Mit bunten Luftballons gegen Radweg-Parker. Der ohnehin viel zu schmale einseitige Radweg in der oberen Düsseldorfer Straße war ein Ärgernis, denn tagsüber fand man ihn von Autos zugeparkt. Mit einer publikumswirksamen Ballonaktion stellt der ADFC im August 1989 Rad– und Gehwegparker an den Pranger. Noch im gleichen Jahr lässt die Stadtverwaltung den Radweg mit Pollern sichern. mehr...
1990
Fahrradfreizeitkarte Ratingen. Ende 1990 erscheint nach langer Vorarbeit die Fahrrad–Freizeit–Karte Ratingen. Über Wochen waren ADFC–Aktive unterwegs, um in Zusammenarbeit mit dem Planungsamt die Routen zu überprüfen. Die Stadt gibt die Karte an Interessenten kostenlos ab!

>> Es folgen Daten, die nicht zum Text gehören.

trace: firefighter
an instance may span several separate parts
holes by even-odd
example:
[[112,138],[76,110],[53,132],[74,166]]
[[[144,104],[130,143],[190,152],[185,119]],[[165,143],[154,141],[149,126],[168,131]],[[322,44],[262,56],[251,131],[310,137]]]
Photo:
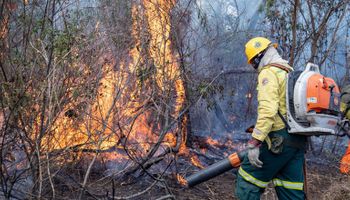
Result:
[[[340,109],[347,119],[350,119],[350,85],[342,89]],[[350,141],[341,161],[340,172],[350,174]]]
[[263,37],[245,45],[248,63],[259,73],[258,117],[247,144],[248,155],[238,170],[236,196],[241,200],[260,199],[269,182],[275,185],[280,200],[305,199],[306,137],[289,134],[284,121],[287,73],[293,69],[276,48],[276,43]]

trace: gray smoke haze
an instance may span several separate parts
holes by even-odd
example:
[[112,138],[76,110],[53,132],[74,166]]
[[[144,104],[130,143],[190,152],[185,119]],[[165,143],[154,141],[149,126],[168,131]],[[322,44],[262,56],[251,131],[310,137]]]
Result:
[[[255,36],[269,37],[266,34],[270,24],[261,11],[264,1],[194,2],[189,25],[191,31],[186,37],[187,50],[193,53],[187,58],[187,64],[193,74],[193,87],[212,81],[213,87],[209,88],[213,91],[191,108],[192,131],[197,135],[218,138],[245,136],[243,130],[256,121],[257,102],[256,74],[246,63],[244,44]],[[345,35],[348,30],[342,31]],[[322,68],[322,73],[338,83],[345,70],[347,42],[344,39],[339,37],[339,48],[334,57],[342,66],[335,70],[334,65],[326,62]],[[295,65],[296,69],[304,68],[309,51],[309,48],[305,49],[304,57]],[[320,143],[321,139],[315,140]]]

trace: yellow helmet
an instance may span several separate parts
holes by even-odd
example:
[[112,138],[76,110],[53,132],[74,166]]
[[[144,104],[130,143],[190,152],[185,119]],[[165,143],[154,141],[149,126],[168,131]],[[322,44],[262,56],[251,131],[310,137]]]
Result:
[[[271,44],[272,44],[272,42],[270,40],[268,40],[267,38],[264,38],[264,37],[255,37],[255,38],[249,40],[245,44],[245,54],[246,54],[247,59],[248,59],[248,64],[251,64],[252,63],[252,59],[256,55],[258,55],[259,53],[264,51]],[[275,48],[277,48],[277,46],[278,46],[276,43],[273,43],[272,45]]]

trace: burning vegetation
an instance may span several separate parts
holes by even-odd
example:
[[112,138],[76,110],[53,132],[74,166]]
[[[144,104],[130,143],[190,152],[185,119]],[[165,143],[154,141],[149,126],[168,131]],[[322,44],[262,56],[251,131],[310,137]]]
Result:
[[[186,147],[189,102],[182,58],[174,45],[171,12],[176,1],[118,2],[130,17],[125,19],[130,34],[122,38],[108,35],[118,29],[110,29],[106,21],[96,21],[91,33],[78,34],[79,27],[73,28],[56,4],[47,2],[42,19],[26,16],[38,30],[24,35],[28,43],[18,48],[28,55],[23,62],[30,63],[14,65],[23,73],[3,71],[1,141],[6,173],[1,184],[13,189],[1,194],[61,198],[65,195],[57,191],[66,185],[77,194],[74,198],[111,197],[95,189],[112,181],[114,198],[115,180],[132,182],[132,177],[142,176],[161,184],[163,176],[171,176],[186,185],[175,164],[179,156],[198,168],[204,166],[201,153]],[[0,35],[4,41],[9,37],[11,12],[20,13],[20,7],[40,12],[31,2],[5,6]],[[108,4],[100,6],[108,11]],[[63,16],[63,29],[53,22],[57,13]],[[13,23],[27,30],[24,24]],[[1,54],[4,65],[5,56],[10,56],[5,53]],[[27,60],[34,55],[38,55],[35,60]],[[16,85],[21,81],[27,84]],[[19,88],[13,91],[15,85]],[[208,139],[208,145],[213,141]],[[95,180],[98,174],[104,178]],[[26,181],[10,182],[6,177]]]

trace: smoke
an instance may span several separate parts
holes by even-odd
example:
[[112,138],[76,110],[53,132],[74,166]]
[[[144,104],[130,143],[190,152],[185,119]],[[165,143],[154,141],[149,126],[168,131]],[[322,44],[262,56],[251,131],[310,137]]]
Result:
[[256,74],[247,65],[244,44],[258,34],[248,30],[259,25],[261,2],[197,0],[189,9],[181,34],[189,55],[190,88],[197,92],[190,112],[196,135],[233,137],[255,123]]
[[[255,36],[268,37],[271,24],[265,18],[264,6],[262,0],[193,1],[188,29],[183,34],[190,87],[201,95],[206,88],[203,85],[208,86],[204,98],[198,102],[197,96],[193,99],[196,105],[190,117],[195,134],[237,135],[233,133],[255,123],[256,74],[246,63],[244,45]],[[339,52],[344,51],[343,46]],[[296,69],[304,69],[304,61],[300,59]],[[338,83],[344,76],[344,70],[334,65],[322,69]]]

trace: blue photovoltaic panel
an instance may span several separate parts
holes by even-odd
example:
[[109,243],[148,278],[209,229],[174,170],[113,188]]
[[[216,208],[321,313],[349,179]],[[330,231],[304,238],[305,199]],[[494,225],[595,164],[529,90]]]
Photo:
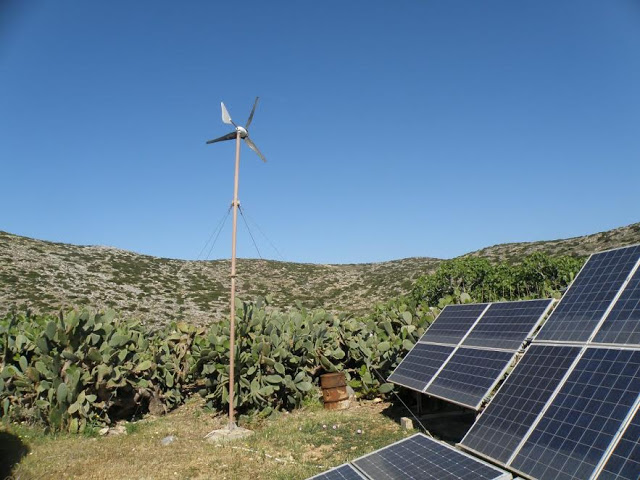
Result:
[[594,338],[599,343],[640,344],[640,270],[636,270]]
[[640,478],[640,410],[604,465],[598,480],[638,480]]
[[425,393],[477,409],[513,357],[513,352],[461,347]]
[[510,466],[588,479],[640,393],[640,351],[588,348]]
[[454,347],[416,343],[388,381],[422,391],[446,362]]
[[639,257],[640,245],[592,255],[536,340],[587,341]]
[[457,345],[487,305],[486,303],[447,305],[422,336],[420,342]]
[[492,303],[462,345],[518,350],[552,301]]
[[363,478],[355,468],[345,463],[344,465],[311,477],[308,480],[362,480]]
[[373,480],[489,480],[511,475],[426,435],[413,435],[352,462]]
[[531,345],[462,439],[462,446],[506,463],[580,350]]

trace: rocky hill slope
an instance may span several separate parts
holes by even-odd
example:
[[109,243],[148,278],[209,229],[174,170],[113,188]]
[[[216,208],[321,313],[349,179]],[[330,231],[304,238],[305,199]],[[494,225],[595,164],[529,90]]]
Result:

Mitliederzuwachs. Die Ortsgruppe ist 1990 auf über 50 Mitglieder angewachsen. Im folgenden Jahr kann der ADFC Ratingen sogar sein 100. Mitglied begrüßen.
1991
Fußgängerzone freigegeben. Es ist eine harte Geburt, doch am Ende beschließt der Verkehrsausschuß mit hauchdünner Mehrheit, Teile der Fußgängerzone für Radfahrer freizugeben. Zunächst ein Jahr auf Probe. Damit ist eine alte Forderung des ADFC durchgesetzt – auf Dauer. Was damals für viel Aufregung sorgte, finden heute fast alle selbstverständlich.
Ratingen „fahrradfreundlich“. Nicht zuletzt aufgrund solcher für den Radverkehr vorbildlichen Verkehrsplanung wird Ratingen in das Landesprogramm „Fahrradfreundliche Städte in NRW“ aufgenommen. Das bringt nicht nur Renommee, sondern auch zusätzliche Fördermittel.
1992
Fahrradtage mit Show. Mit Show und viel Information veranstaltet die Stadt Ratingen im April ihre „Fahrradtage”. Eine Woche lang läuft ein vielfältiges Programm „rund ums Rad“ , an dem sich auch der ADFC kräftig beteiligt. Gleichzeitig schafft die Stadtverwaltung sechs Dienstfahrräder an.
Fahrradstraße eingerichtet. In Ratingen wird – gegen viele Widerstände – die erste „Fahrradstraße“ eingerichtet (Kirchgasse). Bis heute ist sie leider die einzige geblieben. mehr...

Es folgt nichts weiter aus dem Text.